Detroit Should Be A Warning To All
There have been warnings about Detroit’s dire financial straits for years, so it really would have been news if the city hadn’t declared bankruptcy.
The shoe finally dropped with last week’s filing, the largest municipal bankruptcy case in American history, with the city owing nearly $20 billion to banks, bondholders and pension funds. It has revenue of about $1.1 billion per year, a number that drops by about $100 million annually, and the city is burdened with a running deficit of $327 million.
Detroit had its share of management problems and corruption over the years, including borrowing money it had no ability to repay and making promises to union employees there was no way of keeping. Many cities, including those like Jamestown and Dunkirk, can breathe a little easier because they don’t borrow money for day-to-day needs or to make pension payments to retirees. Those are key differences. At the same time, there are frightening similarities shared by all Rust Belt cities – waves of industrial disinvestment, tax base erosion and population loss among them.
One reason lies in the history books. The Industrial Revolution brought millions of people from the farm to work in the factories housed in the cities. Those factories and other property owners paid huge sums in taxes that paid for police and fire departments, sanitation systems and infrastructure. Homeowners paid too, but their share was diluted because of the mammoth proceeds generated by industry. Public employee unions negotiated contracts when times were good that included such things as retirement after 20 years of employment and low contributions to health care costs. When factories began closing, there was never a corresponding shakeup of the services government is expected to provide or in the way government pays for those services.
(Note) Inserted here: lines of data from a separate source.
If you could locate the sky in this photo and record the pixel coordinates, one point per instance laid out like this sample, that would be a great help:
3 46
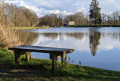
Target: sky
66 7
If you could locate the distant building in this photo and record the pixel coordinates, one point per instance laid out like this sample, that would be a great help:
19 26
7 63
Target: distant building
69 23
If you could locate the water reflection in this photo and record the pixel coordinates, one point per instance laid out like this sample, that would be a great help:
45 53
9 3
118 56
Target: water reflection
94 37
93 46
28 38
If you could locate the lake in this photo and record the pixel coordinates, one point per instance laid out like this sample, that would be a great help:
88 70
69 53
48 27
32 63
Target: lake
94 47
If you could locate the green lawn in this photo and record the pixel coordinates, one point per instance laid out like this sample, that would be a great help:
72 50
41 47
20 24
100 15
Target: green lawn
40 70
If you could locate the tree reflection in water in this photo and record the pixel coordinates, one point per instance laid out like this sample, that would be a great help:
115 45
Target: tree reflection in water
94 38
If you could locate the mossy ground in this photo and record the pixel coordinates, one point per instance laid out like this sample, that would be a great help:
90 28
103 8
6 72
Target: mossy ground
40 70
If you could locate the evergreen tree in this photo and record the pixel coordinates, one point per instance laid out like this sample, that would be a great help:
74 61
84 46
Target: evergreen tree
95 16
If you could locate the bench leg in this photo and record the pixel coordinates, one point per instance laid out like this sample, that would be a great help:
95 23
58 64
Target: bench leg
28 56
54 62
63 58
17 57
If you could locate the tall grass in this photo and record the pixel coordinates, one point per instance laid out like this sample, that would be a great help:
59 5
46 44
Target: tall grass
8 36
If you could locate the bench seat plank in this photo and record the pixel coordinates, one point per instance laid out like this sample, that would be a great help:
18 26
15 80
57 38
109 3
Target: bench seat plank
42 49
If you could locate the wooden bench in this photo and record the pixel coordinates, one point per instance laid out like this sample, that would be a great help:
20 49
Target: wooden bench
54 53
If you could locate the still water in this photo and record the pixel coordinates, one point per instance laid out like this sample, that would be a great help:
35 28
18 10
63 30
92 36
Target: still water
94 47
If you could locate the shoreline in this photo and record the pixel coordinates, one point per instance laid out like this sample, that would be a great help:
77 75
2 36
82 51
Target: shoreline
40 70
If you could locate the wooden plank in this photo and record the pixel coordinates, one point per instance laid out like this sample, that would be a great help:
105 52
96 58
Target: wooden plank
17 56
42 49
28 56
54 62
63 58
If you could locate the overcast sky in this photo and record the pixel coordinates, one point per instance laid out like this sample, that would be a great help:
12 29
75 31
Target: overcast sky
43 7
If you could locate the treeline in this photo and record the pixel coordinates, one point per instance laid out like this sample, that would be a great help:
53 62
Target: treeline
19 16
24 17
60 19
113 18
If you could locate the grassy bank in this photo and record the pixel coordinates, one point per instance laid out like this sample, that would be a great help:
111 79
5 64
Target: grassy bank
40 70
29 28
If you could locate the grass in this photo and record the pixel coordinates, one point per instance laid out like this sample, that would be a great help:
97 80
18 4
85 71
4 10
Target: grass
29 28
40 70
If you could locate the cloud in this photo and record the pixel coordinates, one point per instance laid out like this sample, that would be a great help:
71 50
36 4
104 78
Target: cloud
43 7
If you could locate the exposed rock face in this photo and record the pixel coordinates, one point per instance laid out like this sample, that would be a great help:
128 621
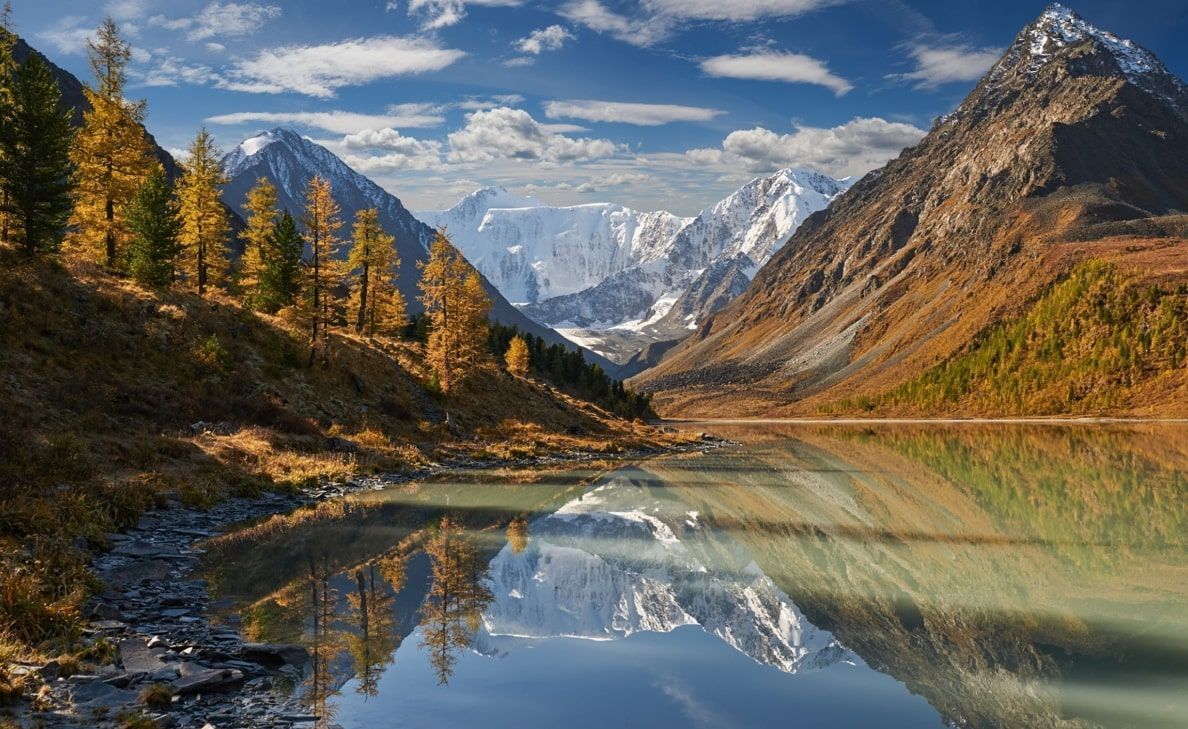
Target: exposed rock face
1073 134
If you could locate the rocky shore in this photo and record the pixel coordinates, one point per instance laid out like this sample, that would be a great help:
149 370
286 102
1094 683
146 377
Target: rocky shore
151 617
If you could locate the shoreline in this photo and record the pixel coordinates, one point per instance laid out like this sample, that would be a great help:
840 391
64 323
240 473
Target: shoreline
955 420
153 613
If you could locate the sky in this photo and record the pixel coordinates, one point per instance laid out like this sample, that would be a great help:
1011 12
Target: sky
657 105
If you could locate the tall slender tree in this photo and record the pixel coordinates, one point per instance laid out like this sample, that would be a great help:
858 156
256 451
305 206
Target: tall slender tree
456 304
517 357
35 160
280 277
373 260
204 226
7 105
261 221
111 152
156 232
322 223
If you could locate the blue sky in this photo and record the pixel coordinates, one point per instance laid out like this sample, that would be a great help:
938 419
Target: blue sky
652 103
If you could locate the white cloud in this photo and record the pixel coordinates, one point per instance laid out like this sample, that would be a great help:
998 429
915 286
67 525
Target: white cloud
320 70
336 122
69 35
171 70
220 19
655 20
397 152
545 39
618 179
640 114
443 13
854 147
640 31
506 133
940 64
735 11
775 65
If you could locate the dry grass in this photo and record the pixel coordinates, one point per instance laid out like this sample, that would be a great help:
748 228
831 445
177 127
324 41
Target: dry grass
103 387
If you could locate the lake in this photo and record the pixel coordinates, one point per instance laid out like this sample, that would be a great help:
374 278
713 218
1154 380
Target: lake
893 576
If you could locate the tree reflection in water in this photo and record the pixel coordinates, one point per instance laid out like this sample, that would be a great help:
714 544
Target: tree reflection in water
457 596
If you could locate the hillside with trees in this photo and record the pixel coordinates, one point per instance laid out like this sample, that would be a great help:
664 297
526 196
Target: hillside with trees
144 366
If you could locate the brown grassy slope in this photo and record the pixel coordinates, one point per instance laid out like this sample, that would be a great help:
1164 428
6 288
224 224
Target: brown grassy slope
101 382
958 233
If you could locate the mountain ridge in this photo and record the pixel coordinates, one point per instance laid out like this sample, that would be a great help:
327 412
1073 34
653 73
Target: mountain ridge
1055 146
290 162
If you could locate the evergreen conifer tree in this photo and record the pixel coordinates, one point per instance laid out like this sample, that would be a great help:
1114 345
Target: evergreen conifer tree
156 230
322 223
261 220
456 305
35 162
280 276
204 226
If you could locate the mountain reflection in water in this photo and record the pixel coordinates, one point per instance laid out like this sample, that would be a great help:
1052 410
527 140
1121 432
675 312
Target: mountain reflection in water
908 576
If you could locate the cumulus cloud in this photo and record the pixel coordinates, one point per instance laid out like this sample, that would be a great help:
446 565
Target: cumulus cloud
69 35
443 13
220 19
396 151
506 133
775 65
320 70
545 39
640 114
854 147
337 122
940 64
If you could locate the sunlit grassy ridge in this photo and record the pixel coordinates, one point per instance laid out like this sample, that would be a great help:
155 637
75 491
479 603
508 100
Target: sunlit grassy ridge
117 399
1084 347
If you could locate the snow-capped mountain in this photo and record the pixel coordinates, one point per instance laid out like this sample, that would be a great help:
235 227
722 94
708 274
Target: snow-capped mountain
290 162
708 262
619 562
534 252
617 279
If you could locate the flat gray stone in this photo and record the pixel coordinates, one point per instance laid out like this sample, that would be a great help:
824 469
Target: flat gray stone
138 658
95 695
207 679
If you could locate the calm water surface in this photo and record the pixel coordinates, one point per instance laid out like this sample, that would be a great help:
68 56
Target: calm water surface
813 576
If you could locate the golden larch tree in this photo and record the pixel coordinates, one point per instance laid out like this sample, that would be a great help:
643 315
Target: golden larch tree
322 223
261 219
111 154
456 304
517 357
206 230
377 303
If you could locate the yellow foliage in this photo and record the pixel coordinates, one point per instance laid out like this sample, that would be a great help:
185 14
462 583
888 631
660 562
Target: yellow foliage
204 226
111 154
457 306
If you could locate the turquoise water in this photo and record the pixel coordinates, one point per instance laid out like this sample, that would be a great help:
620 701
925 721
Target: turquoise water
896 576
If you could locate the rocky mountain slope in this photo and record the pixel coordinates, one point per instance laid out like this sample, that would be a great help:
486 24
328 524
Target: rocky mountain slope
617 279
291 162
1074 146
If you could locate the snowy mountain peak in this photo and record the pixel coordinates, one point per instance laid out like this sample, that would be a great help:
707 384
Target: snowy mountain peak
1059 27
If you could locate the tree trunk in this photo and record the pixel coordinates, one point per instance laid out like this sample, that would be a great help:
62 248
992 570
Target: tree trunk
362 299
317 299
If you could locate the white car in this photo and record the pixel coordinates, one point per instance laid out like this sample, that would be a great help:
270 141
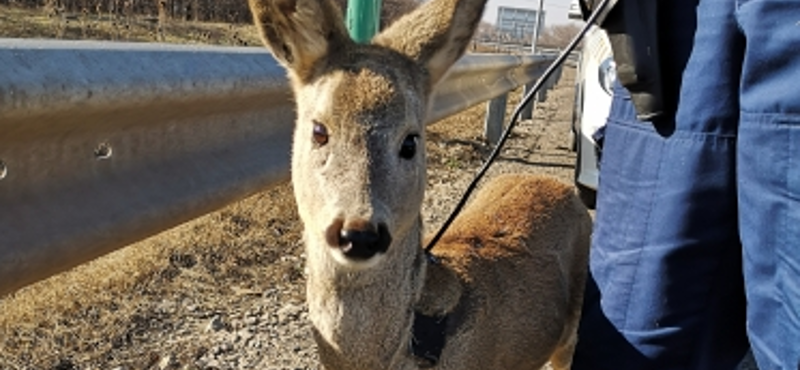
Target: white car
593 83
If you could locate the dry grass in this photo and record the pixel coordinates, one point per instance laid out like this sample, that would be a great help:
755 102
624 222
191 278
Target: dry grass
41 23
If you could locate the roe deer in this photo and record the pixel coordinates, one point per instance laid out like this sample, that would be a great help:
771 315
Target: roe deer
512 267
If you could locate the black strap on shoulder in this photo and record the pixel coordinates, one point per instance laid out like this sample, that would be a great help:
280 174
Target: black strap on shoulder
428 339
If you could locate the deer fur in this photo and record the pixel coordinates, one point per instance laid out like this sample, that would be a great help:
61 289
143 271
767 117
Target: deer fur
513 265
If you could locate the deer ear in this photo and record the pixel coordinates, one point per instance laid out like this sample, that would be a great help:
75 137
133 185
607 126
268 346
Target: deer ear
435 34
300 33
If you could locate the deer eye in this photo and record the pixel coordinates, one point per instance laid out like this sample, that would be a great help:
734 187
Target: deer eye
409 147
320 133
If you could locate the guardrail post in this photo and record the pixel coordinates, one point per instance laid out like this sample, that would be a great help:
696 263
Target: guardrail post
527 111
363 19
495 115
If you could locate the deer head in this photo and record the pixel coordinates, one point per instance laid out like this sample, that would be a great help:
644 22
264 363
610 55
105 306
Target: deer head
358 161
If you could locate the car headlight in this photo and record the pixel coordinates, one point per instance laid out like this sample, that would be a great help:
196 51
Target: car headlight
607 73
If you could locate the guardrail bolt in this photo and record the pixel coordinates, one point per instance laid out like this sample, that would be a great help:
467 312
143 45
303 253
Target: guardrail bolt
103 151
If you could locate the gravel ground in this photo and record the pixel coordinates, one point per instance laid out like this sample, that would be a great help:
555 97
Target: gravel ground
226 291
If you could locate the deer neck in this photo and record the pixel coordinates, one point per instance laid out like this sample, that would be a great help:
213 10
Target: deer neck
362 319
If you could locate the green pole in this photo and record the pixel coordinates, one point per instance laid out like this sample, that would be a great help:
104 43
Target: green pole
363 19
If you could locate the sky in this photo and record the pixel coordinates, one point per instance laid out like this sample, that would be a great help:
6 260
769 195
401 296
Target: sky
555 10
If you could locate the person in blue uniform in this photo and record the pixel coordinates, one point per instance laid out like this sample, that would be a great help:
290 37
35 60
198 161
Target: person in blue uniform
696 250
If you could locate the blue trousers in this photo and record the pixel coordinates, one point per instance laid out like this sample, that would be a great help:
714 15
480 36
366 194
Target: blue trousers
696 248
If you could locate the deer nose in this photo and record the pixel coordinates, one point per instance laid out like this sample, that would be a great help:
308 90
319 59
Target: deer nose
362 240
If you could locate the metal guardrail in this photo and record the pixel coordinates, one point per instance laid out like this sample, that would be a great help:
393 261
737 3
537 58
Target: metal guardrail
103 144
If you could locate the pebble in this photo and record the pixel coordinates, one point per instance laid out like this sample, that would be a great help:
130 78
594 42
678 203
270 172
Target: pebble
215 324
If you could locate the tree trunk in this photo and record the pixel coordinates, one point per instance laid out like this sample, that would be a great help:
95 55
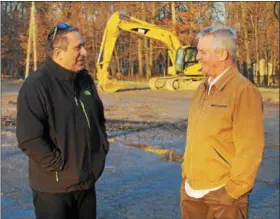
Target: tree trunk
140 58
246 41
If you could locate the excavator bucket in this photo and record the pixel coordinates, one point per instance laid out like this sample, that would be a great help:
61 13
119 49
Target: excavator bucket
107 84
110 86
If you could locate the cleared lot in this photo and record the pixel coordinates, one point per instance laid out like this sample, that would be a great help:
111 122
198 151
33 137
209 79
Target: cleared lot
136 183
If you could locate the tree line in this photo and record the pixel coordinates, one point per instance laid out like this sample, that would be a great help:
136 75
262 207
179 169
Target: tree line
256 23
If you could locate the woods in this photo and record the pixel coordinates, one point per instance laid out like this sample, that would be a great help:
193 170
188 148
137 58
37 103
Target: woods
139 58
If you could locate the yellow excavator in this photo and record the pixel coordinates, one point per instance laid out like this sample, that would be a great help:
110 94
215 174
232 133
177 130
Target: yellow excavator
184 68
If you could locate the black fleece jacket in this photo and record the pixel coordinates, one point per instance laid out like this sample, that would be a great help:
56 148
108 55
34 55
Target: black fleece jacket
61 127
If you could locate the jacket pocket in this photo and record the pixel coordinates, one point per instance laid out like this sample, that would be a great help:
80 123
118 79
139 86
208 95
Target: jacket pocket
221 156
219 105
106 146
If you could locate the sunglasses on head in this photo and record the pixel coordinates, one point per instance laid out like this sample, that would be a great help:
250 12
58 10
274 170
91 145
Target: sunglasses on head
61 27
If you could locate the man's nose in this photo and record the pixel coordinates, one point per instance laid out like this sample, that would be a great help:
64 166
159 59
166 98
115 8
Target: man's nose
84 51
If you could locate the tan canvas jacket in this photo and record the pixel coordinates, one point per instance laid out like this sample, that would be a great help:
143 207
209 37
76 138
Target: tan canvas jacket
225 136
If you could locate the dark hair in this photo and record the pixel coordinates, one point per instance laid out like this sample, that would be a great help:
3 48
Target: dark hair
60 39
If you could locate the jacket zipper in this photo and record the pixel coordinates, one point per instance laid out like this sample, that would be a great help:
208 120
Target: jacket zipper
88 123
56 176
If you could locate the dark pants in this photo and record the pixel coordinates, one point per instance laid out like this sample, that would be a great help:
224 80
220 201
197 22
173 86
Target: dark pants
211 207
72 205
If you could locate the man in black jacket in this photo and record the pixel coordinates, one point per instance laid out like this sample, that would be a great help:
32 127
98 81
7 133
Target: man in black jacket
61 128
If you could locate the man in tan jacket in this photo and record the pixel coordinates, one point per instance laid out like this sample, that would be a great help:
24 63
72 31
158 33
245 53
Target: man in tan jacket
225 136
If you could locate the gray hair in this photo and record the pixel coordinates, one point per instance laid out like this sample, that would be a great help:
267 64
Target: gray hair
225 37
60 41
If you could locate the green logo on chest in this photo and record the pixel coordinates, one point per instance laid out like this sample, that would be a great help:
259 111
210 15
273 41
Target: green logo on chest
87 93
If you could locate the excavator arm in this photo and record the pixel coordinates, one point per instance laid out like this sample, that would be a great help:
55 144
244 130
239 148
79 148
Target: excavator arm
120 21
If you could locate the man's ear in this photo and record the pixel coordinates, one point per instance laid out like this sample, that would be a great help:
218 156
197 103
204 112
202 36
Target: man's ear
223 54
57 53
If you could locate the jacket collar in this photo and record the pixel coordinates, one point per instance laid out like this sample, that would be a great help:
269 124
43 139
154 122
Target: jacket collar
224 80
61 73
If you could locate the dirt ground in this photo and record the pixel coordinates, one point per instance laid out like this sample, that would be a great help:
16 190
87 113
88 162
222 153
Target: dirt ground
139 179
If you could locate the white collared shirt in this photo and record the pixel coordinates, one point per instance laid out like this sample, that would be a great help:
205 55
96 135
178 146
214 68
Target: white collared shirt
202 192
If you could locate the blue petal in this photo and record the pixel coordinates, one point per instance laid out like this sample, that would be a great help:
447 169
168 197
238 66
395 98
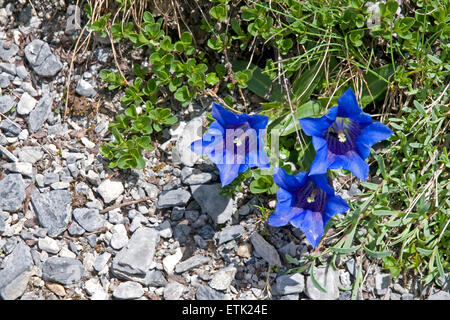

The model outlived its usefulness, but was never replaced. Financial problems for cities that can’t replace heavy industry are likely inevitable, as Detroit has realized. Population loss and tax base make it impossible to pay for services as they were designed decades ago – and that is exactly the situation cities across the country find themselves facing. Bankruptcy may wipe away debt, but it won’t fix such a flawed system.
The real lesson to learn from Detroit is that elected officials at all levels need to look differently at municipal services. The amount of services provided by government needs to be rethought to reflect what is affordable in the new economic realities of life in the Rust Belt. Furthermore, the state and its taxing jurisdictions need solutions to the increasing burdens of health care and pensions for public employees that do more than push the problem further down the road.
It will take hard work and concessions from all corners for Rust Belt cities to avoid taking Detroit’s path. That hard work should begin now, before we’ve gone too far to turn back.